While this is ethically problematic by itself, a deeper, simple problem is polluting mathematical modeling around the world: hidden variables, variables that are a common root cause of some data we are sampling. To understand why they are such a big problem, let’s start with an example. Suppose we want to write a program to understand if a certain guy is a good worker for our company. We want to use an automated system because we don’t want that human weakness and prejudices to affect our hiring process! Right?

So we start collecting data about the candidates with a questionnaire. We put into it many common sense questions. For simplicity, assume we just have 3 questions: “How good was your school curriculum?”, “Have you ever had problem with the law?” and “Have you ever missed a payment with your creditors?”. They seem good questions. After all, our model is quite clear. Being good at school, being a good citizen and paying debts in time are clearly variables correlated to the variable “It is a good worker”.

This is the causality diagram for the “job candidate” example. The three sampling variables “School”, “Law Problems” and “Debts” are not independent variables. The hidden variable “Race” is a common cause for all of them. This has huge implications on the fairness of the model.

However, after some time we discover that the system is hiring mostly middle class white men. Apparently, being white a Caucasian man is directly correlatedĀ  to being a good worker. It makes no sense. That’s because of confounding hidden variables. In fact, even if we have not put race as an explicit variable, it can still affect all the other variables we are sampling. Race affects all the above variables. Race influence on average the wealth of your family. In turn, this will affect the quality of your education, the neighbor you grew up and how much you get targeted by the police.

The overall effect is that you are screwing individuals on the basis of the indirect effect of their race on the average outcome of your sampling variables.

But wait, it gets worse.

The second problem of this kind of model is that they are self-validating. If we use this model to select good job candidates, some people will have less job opportunity and therefore less money, and, in the end, less chance to pay debts on time, pushing them and their families in bad neighbors with more law problems and worse schools. In short, the model will amplify the same issues that the model got wrong in the first place, and doing so, it validates itself. A problem called retrocausality.
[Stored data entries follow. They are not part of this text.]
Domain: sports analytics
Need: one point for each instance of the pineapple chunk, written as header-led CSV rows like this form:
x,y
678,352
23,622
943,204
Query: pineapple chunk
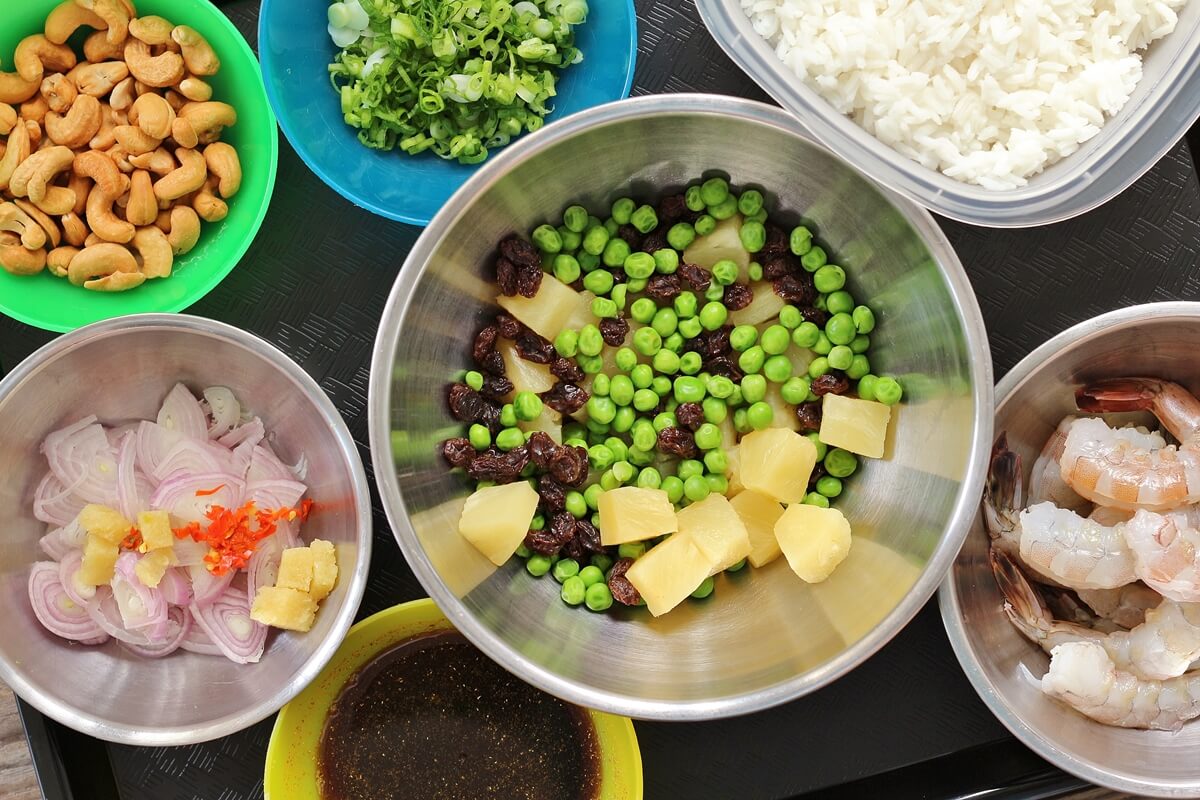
x,y
778,463
855,425
497,518
295,569
155,527
717,530
287,608
669,572
151,566
760,513
763,307
105,523
526,376
99,561
815,540
547,312
324,569
630,515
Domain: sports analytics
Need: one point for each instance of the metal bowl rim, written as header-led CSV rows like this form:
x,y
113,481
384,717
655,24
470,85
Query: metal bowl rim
x,y
148,735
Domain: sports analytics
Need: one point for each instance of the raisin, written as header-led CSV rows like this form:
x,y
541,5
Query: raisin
x,y
457,452
534,348
613,330
567,370
569,465
737,296
677,441
690,415
565,397
520,252
832,383
809,414
697,277
796,288
664,287
507,276
623,591
485,342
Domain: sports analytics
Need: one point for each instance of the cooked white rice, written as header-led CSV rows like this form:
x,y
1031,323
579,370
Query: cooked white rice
x,y
988,91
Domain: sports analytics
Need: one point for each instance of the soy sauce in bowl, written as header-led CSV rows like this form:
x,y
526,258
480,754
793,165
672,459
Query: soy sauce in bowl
x,y
435,717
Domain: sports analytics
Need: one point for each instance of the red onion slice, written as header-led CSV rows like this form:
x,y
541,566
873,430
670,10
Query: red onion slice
x,y
228,624
54,609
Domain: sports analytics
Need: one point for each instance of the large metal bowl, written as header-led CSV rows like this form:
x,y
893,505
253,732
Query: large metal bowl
x,y
120,370
765,637
1006,668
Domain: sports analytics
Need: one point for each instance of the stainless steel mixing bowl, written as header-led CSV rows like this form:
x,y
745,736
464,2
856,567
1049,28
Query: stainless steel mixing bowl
x,y
765,637
120,370
1006,668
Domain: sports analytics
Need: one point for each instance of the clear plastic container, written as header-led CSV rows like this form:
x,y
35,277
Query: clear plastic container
x,y
1159,112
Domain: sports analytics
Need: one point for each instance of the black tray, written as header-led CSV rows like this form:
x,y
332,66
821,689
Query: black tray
x,y
905,723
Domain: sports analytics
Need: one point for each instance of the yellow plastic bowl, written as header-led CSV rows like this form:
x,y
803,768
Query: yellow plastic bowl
x,y
294,747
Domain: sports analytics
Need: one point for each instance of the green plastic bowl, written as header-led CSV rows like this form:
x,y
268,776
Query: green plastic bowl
x,y
53,304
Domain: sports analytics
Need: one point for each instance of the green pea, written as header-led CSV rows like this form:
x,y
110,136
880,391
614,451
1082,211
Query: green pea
x,y
725,271
598,597
753,235
622,210
681,235
828,278
480,437
864,319
615,252
743,337
750,361
801,241
840,463
814,259
887,391
538,565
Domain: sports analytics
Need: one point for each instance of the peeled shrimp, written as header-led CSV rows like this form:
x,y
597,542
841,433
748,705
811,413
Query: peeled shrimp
x,y
1126,468
1084,677
1162,647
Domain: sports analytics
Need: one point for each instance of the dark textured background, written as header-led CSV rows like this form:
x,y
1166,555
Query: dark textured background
x,y
318,292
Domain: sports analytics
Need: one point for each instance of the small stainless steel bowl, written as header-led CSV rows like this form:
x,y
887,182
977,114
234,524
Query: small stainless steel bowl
x,y
1155,340
120,370
765,637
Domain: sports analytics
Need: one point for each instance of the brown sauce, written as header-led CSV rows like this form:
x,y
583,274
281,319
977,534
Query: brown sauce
x,y
436,719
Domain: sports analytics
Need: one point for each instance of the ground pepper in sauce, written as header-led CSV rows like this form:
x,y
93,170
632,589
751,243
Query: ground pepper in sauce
x,y
435,719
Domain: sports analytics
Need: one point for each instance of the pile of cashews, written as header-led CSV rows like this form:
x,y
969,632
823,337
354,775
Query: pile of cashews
x,y
109,164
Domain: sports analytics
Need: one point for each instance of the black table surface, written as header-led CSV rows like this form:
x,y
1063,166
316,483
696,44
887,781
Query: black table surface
x,y
318,292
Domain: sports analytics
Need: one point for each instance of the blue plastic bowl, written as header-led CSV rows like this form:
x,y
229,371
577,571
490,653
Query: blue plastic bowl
x,y
295,49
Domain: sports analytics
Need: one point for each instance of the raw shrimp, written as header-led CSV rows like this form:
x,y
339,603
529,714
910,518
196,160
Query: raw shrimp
x,y
1126,468
1162,647
1084,677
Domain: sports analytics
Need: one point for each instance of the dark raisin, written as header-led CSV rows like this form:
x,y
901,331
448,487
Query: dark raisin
x,y
809,414
613,330
534,348
520,252
677,441
832,383
565,397
567,370
664,287
623,591
457,452
797,289
507,276
697,277
737,296
569,465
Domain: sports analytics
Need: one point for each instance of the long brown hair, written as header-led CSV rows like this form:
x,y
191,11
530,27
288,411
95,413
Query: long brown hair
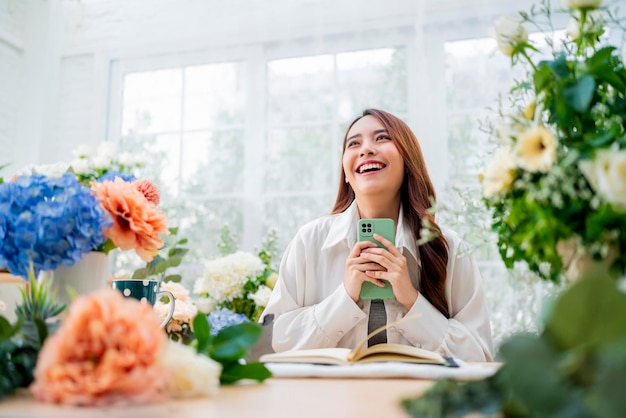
x,y
416,191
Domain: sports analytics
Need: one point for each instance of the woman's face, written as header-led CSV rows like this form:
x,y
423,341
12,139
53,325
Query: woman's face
x,y
371,161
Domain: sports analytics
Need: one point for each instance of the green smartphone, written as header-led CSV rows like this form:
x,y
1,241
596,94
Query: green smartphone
x,y
365,232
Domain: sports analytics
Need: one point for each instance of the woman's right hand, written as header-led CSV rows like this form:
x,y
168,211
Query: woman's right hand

Sometime, we in AI community end up too much caught in the models charm, and we forget the effect that such models can have on the people. Machine LearningĀ  is not immune to these problems. Machine Learning can learn the world inequalities and use them to confirm its internal model. And when we will apply those machine learning algorithm, we will contribute to amplify such inequalities.

This and many other problem are discussed in the book “Weapons of Math Destruction: How Big Data Increases Inequality and Threatens Democracy” by Cathy O’Neil. While I think the book is overly pessimistic in some parts, it is a good reading to look at statistical modeling from a different angle. It definitely helped me to consider the implications of bad mathematical modeling to people’s life. Sure, the book often is too focused on the risks of models respect to their benefits. But when we are talking about people life, I think even one innocent victim is just too much.

Update 19th September 2017

Some days ago a friend of mine showed me a recent real-life example of what I described here. I said that Machine Learning is not immune from discriminatory biases. As an example, let’s look at this tweet (image copy):

This image is the result of what a machine learning algorithm (word2vec) learns when trained on a Google News corpus. In particular, it shows which adjectives are associated to the word “he” and which adjectives are associated to the word “she”. As you can see, we are in stereotype-land!

The point is that the algorithm is trained on an already biased world, and therefore learn to be biased itself. It is just math and algorithm, but it is sexist. If we are not aware of this possibility, and we apply such ML algorithms, we may end up in amplifying the inequalities we are trying to avoid by using math and algorithm!